How each line is classified
| Marker | Colour | Meaning |
|---|---|---|
| + | Green | Line is present in the changed text but not the original (added). |
| − | Red | Line is present in the original but not the changed text (removed). |
| (none) | Plain | Line appears, in order, in both texts (unchanged). |
What the comparison options do
| Option | Effect when ticked |
|---|---|
| Ignore case | Treats "Hello" and "hello" as the same line. |
| Ignore leading and trailing spaces | Trims each line before comparing, so indentation changes are ignored. |
| Both off (default) | Lines must match exactly, character for character, to count as unchanged. |
Common mistakes to avoid
- Expecting word-level highlighting. This is a line-based diff. Changing one word in a long line reports the whole line as one removal plus one addition. To pinpoint a single word, put the differing parts on their own lines first.
- Confusing the two sides. The left box is the original (baseline) and the right box is the changed version. Swapping them flips additions and removals. Use the Swap button if you pasted them the wrong way round.
- Whitespace causing surprise differences. A trailing space or a tab versus spaces will mark a line as changed even when it looks identical. Tick "ignore leading and trailing spaces" if you only care about the visible content.
- Different line endings between sources. Windows files use carriage-return plus newline while others use just newline. This tool normalises both, but if you paste from a source that adds invisible characters, lines may still differ.
Glossary
- Diff
- A representation of the differences between two versions of a text, showing what was added, removed, or kept.
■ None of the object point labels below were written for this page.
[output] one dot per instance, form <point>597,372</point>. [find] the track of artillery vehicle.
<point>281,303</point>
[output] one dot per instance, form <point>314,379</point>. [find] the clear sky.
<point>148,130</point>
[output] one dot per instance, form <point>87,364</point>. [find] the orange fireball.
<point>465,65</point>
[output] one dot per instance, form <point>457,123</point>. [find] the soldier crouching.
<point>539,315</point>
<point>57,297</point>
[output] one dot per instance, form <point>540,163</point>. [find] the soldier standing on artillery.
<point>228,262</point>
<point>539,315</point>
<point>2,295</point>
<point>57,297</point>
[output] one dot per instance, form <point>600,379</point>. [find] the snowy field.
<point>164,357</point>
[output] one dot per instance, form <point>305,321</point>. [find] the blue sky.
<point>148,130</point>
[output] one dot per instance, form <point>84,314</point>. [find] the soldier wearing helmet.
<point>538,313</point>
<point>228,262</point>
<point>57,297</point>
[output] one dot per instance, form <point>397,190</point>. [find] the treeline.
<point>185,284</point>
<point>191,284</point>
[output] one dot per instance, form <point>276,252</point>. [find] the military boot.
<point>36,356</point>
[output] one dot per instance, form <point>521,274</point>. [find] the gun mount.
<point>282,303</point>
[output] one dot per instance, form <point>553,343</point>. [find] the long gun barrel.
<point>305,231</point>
- Longest common subsequence (LCS)
- The longest sequence of lines that appears, in the same order, in both texts. It is used to decide which lines are unchanged.
- Addition
- A line that exists in the changed text but not in the original.
- Removal (deletion)
- A line that exists in the original but not in the changed text.
- Whitespace
- Spaces, tabs, and line breaks. Invisible, but they count as characters when texts are compared exactly.
Frequently asked questions
How does the text diff checker work?
It splits both texts into lines and uses a longest common subsequence algorithm to find the lines that are shared, in order. Lines only in the original are marked as removed, lines only in the changed text are marked as added, and the rest are unchanged.
Is my text uploaded anywhere?
No. The comparison runs entirely in your browser with vanilla JavaScript. Nothing you paste is sent to a server, so it is safe for private or sensitive content.
Can it compare two text files?
Yes. Open each file, copy its contents, and paste one into the original box and the other into the changed box. The tool compares them line by line and reports the differences.
Does it highlight changes within a single line?
No, this is a line-level diff. If you edit one word in a line, the whole line shows as removed and the new version as added. To see word-level changes, break the text into shorter lines first.
What do the colours mean?
Green lines (marked +) were added in the changed text, red lines (marked −) were removed from the original, and plain lines are unchanged. A summary above the result counts each type.
Why are two identical-looking lines marked as different?
Usually invisible whitespace, like a trailing space or a tab, or a difference in capitalisation. Tick "ignore case" or "ignore leading and trailing spaces" to skip those cosmetic differences.